Advertisement

The Nuclear Energy Quandary

Share

Some years ago, a New York utilities analyst estimated that only about one-fourth of America’s nuclear power plants were run by companies that understood the unique challenges of nuclear energy. Rancho Seco, near Sacramento, was not among the 25%, so voters shut it down last week.

The plant, which produced less than half of the power it was designed to do--when it ran at all--was, like some lemon from an automobile assembly line, constantly laid up for repairs. It might have worked properly some day, but the people who relied for power on the Sacramento Municipal Utility District could not count on that. Closing it down probably was a prudent decision, even if it will now cost as much as $300 million to seal off all of its radioactive parts.

Rancho Seco was the first nuclear plant in the nation to be ordered closed by voters, but that is a less important part of history than whether the nuclear power industry learned anything from Rancho Seco during the 15 years that it operated, off and on. The answer seems to be no.

Advertisement

One clue is that the industry is not clamoring for changes in the system that would give new power plants a better chance for a full life than Rancho Seco had.

The changes that are needed include standardizing plant design, making tough calls about whether a utility company can be trusted with nuclear power and following rigid nuclear rules without the kinds of politically based exceptions that too often are made on matters such as emergency evacuation plans.

Peoples of the world cannot go on burning fossil fuels to produce energy without accelerating a warming of the Earth’s atmosphere that already has reached a point from which it cannot be reversed for decades or perhaps centuries. In the heady days of discovery right after World War II, it seemed that nuclear power might provide unlimited amounts of electricity at costs, as they said then were “too cheap to meter.” Nobody understood the potential greenhouse effect then. If they had, they might have worked harder at making nuclear power work right.

One reason that so many of America’s 110 nuclear power plants give their owners so much trouble is that no two of them are alike.
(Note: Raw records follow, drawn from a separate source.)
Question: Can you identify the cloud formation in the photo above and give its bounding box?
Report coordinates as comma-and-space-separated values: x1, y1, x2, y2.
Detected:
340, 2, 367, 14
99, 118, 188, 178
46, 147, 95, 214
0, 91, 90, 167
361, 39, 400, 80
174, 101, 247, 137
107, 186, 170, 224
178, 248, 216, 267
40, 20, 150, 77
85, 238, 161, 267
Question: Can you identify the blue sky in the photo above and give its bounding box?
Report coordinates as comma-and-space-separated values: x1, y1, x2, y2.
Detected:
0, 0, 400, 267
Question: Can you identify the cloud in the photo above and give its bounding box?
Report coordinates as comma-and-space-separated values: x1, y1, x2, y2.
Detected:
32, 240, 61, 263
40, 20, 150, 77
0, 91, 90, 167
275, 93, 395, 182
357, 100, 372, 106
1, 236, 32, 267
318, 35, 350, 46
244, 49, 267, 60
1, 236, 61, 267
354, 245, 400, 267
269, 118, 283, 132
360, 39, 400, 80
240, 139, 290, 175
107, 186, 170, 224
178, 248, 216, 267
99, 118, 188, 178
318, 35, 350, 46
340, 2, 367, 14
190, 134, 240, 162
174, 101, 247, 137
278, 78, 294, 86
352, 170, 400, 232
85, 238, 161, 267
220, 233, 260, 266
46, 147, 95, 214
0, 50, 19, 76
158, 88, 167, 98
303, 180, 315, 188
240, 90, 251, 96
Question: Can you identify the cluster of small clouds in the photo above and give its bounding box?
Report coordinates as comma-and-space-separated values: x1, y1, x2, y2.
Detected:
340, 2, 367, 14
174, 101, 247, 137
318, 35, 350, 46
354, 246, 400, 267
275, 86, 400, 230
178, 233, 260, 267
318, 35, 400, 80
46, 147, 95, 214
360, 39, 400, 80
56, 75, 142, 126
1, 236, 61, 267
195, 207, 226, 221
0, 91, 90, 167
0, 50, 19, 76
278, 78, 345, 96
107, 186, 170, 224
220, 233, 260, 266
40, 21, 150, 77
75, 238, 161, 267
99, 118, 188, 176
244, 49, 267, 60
Each is tailor-made for the company that pays for it. Because there is no standard model, trouble at one plant does not necessarily translate into lessons to be learned about operations at another. No other nuclear nation that we know of operates that way.
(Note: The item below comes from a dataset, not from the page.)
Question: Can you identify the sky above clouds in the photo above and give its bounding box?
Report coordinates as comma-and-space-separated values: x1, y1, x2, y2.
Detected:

Nuclear power advocates are promoting a fresh start, a new round of construction of nuclear power plants. Before that happens, Congress must insist on knowing whether the last generation of plants needs improving and why there is so little standardization among nuclear plants.

It also must face the possibility that the United States may never be able to match the smooth operating record of nuclear power plants in some other countries. That would mean putting a similar amount of time and money into research on other energy producers such as photovoltaic solar cells or fuel cells that create energy from hydrocarbons without burning them as fallback resources to help reduce the greenhouse effect.